Vitor Júnior vira consenso do grupo de Eduardo Paes para presidir a Alerj
O deputado estadual Vitor Júnior (PDT) está praticamento consolidado como nome de consenso entre partidos da oposição na Assembleia Legislativa do Rio (Alerj) para concorrer a presidente da Casa. O pedetista se fortaleceu na disputa para enfrentar Douglas Ruas (PL), ganhando o apoio do ex-prefeito do Rio e pré-candidato a governador, Eduardo Paes (PSD), e de um bloco que reúne ao menos 28 deputados.
Na noite desta segunda-feira (13), uma reunião liderada po Eduardo Paes na sede do PSD reuniu dirigentes de partidos que apoiam sua pré-candidatura ao governo do estado — PT, PSB, PDT, PCdoB e MDB — e o nome de Vitor Júnior saiu praticamente unificado como opção para a disputa interna da Alerj.
Nos bastidores as informações são de que, até mesmo o PSOL, que discutia lançar candidatura própria, sinalizou possibilidade de recuo. Os psolistas teriam indicado que poderiam abrir mão de um nome próprio caso a escolha do grupo de Paes recaísse sobre Luiz Paulo (PSD), Martha Rocha (PDT) ou Vitor Júnior (PDT). Como Luiz Paulo e Martha Rocha não demonstraram interesse em disputar o cargo, o caminho abriu para a consolidação de Vitor Júnior como candidato único do bloco.
A nova eleição para a presidência da Alerj depende da conclusão dos procedimentos da Justiça Eleitoral para homologar a retotalização dos votos para deputado estadual efetuada por causa da cassação do mandato do ex-presidente Rodrigo Bacellar (União Brasil).
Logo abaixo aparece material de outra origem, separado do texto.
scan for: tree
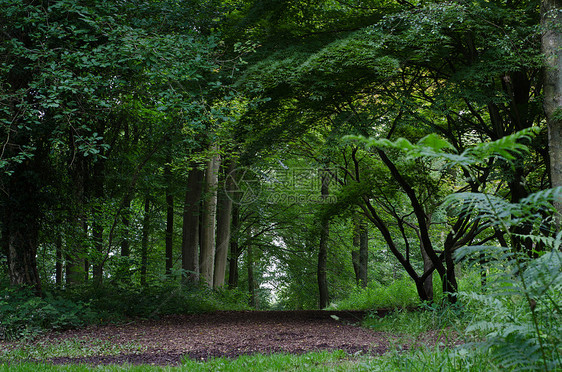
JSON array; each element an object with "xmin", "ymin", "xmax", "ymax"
[{"xmin": 541, "ymin": 0, "xmax": 562, "ymax": 213}]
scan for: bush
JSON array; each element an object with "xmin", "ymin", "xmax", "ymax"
[
  {"xmin": 0, "ymin": 287, "xmax": 97, "ymax": 340},
  {"xmin": 331, "ymin": 278, "xmax": 420, "ymax": 310}
]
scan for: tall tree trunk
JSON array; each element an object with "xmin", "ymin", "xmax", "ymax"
[
  {"xmin": 55, "ymin": 231, "xmax": 62, "ymax": 287},
  {"xmin": 164, "ymin": 156, "xmax": 174, "ymax": 275},
  {"xmin": 2, "ymin": 166, "xmax": 41, "ymax": 294},
  {"xmin": 140, "ymin": 195, "xmax": 150, "ymax": 287},
  {"xmin": 92, "ymin": 159, "xmax": 105, "ymax": 285},
  {"xmin": 228, "ymin": 203, "xmax": 240, "ymax": 289},
  {"xmin": 213, "ymin": 160, "xmax": 235, "ymax": 288},
  {"xmin": 181, "ymin": 166, "xmax": 205, "ymax": 281},
  {"xmin": 420, "ymin": 239, "xmax": 433, "ymax": 302},
  {"xmin": 246, "ymin": 242, "xmax": 258, "ymax": 308},
  {"xmin": 200, "ymin": 146, "xmax": 220, "ymax": 287},
  {"xmin": 317, "ymin": 173, "xmax": 330, "ymax": 309},
  {"xmin": 351, "ymin": 221, "xmax": 361, "ymax": 285},
  {"xmin": 66, "ymin": 155, "xmax": 87, "ymax": 285},
  {"xmin": 541, "ymin": 0, "xmax": 562, "ymax": 215},
  {"xmin": 359, "ymin": 222, "xmax": 369, "ymax": 288}
]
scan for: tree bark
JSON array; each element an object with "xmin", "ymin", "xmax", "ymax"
[
  {"xmin": 228, "ymin": 204, "xmax": 240, "ymax": 289},
  {"xmin": 351, "ymin": 216, "xmax": 369, "ymax": 288},
  {"xmin": 200, "ymin": 146, "xmax": 220, "ymax": 287},
  {"xmin": 213, "ymin": 160, "xmax": 235, "ymax": 288},
  {"xmin": 541, "ymin": 0, "xmax": 562, "ymax": 215},
  {"xmin": 181, "ymin": 165, "xmax": 205, "ymax": 281},
  {"xmin": 317, "ymin": 173, "xmax": 330, "ymax": 309},
  {"xmin": 246, "ymin": 242, "xmax": 258, "ymax": 308},
  {"xmin": 420, "ymin": 242, "xmax": 433, "ymax": 301},
  {"xmin": 164, "ymin": 157, "xmax": 174, "ymax": 275},
  {"xmin": 140, "ymin": 195, "xmax": 150, "ymax": 287},
  {"xmin": 55, "ymin": 231, "xmax": 62, "ymax": 287},
  {"xmin": 66, "ymin": 154, "xmax": 86, "ymax": 285},
  {"xmin": 92, "ymin": 159, "xmax": 105, "ymax": 285}
]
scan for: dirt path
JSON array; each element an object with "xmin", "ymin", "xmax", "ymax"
[{"xmin": 9, "ymin": 311, "xmax": 456, "ymax": 365}]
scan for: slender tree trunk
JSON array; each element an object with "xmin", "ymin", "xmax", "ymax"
[
  {"xmin": 317, "ymin": 173, "xmax": 330, "ymax": 309},
  {"xmin": 541, "ymin": 0, "xmax": 562, "ymax": 215},
  {"xmin": 140, "ymin": 195, "xmax": 150, "ymax": 287},
  {"xmin": 92, "ymin": 160, "xmax": 105, "ymax": 285},
  {"xmin": 420, "ymin": 241, "xmax": 433, "ymax": 302},
  {"xmin": 201, "ymin": 147, "xmax": 220, "ymax": 287},
  {"xmin": 164, "ymin": 157, "xmax": 174, "ymax": 275},
  {"xmin": 181, "ymin": 166, "xmax": 205, "ymax": 281},
  {"xmin": 213, "ymin": 160, "xmax": 235, "ymax": 288},
  {"xmin": 351, "ymin": 216, "xmax": 361, "ymax": 285},
  {"xmin": 55, "ymin": 231, "xmax": 62, "ymax": 287},
  {"xmin": 66, "ymin": 155, "xmax": 87, "ymax": 285},
  {"xmin": 246, "ymin": 243, "xmax": 258, "ymax": 308},
  {"xmin": 442, "ymin": 243, "xmax": 458, "ymax": 304},
  {"xmin": 359, "ymin": 222, "xmax": 369, "ymax": 288},
  {"xmin": 228, "ymin": 203, "xmax": 240, "ymax": 289}
]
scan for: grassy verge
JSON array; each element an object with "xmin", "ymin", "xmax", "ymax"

A homologação está programada pelo Tribunal Regional Eleitoral (TRE-RJ) para esta terça-feira (14). Somente após essa etapa o pleito interno poderá ser realizado na Alerj.
O processo foi reaberto após a anulação da eleição realizada em 26 de março, quando Douglas Ruas chegou a ser eleito em uma sessão contestada pela oposição. A decisão de invalidar o pleito foi tomada pela presidente em exercício do Tribunal de Justiça do Rio, desembargadora Suely Lopes Magalhães, que considerou irregular a antecipação da votação antes do cumprimento da determinação do Tribunal Superior Eleitoral (TSE).
Vitor Júnior, agora candidato de consenso, foi um dos autores do mandado de segurança que levou à anulação da eleição relâmpago.
A disputa ocorre em um cenário de instabilidade política no estado do Rio. Desde 2025, o governo enfrenta uma série de mudanças institucionais, incluindo a saída do vice-governador Thiago Pampolha (MDB) para o Tribunal de Contas do Estado (TCE) e o afastamento do então presidente da Alerj, Rodrigo Bacellar (União Brasil), após ser preso, em dezembro, pela Polícia Federal, na Operação Unha e Carne, que investigou a ligação de políticos com o Comando Vermelho (CV), principal organização criminosa do estado.
A crise se intensificou com a renúncia do governador Cláudio Castro (PL), em março deste ano, na véspera de julgamento no Tribunal Superior Eleitoral (TSE) sobre o caso Ceperj que o tornou inelegível. Desde então, a reorganização das forças políticas na Alerj passou a ter impacto direto nas articulações para as eleições estaduais de 2026.
A definição sobre quem vai comandar o estado em um mandato-tampão até dezembro depende do julgamento do Supremo Tribunal Federal (STF) sobre a polêmica judicial que envolve o caso. O julgamento foi adiado após pedido de vista do ministro Flávio Dino. O STF vai definir como será o modelo de escolha do governador, se em votação direta pelo eleitores ou indireta, pelos deputados estaduais
Com a interrupção do julgamento, o governo fluminense segue sob comando interino do presidente do Tribunal de Justiça do Rio de Janeiro, Ricardo Couto, que permanece no cargo até nova deliberação da Corte.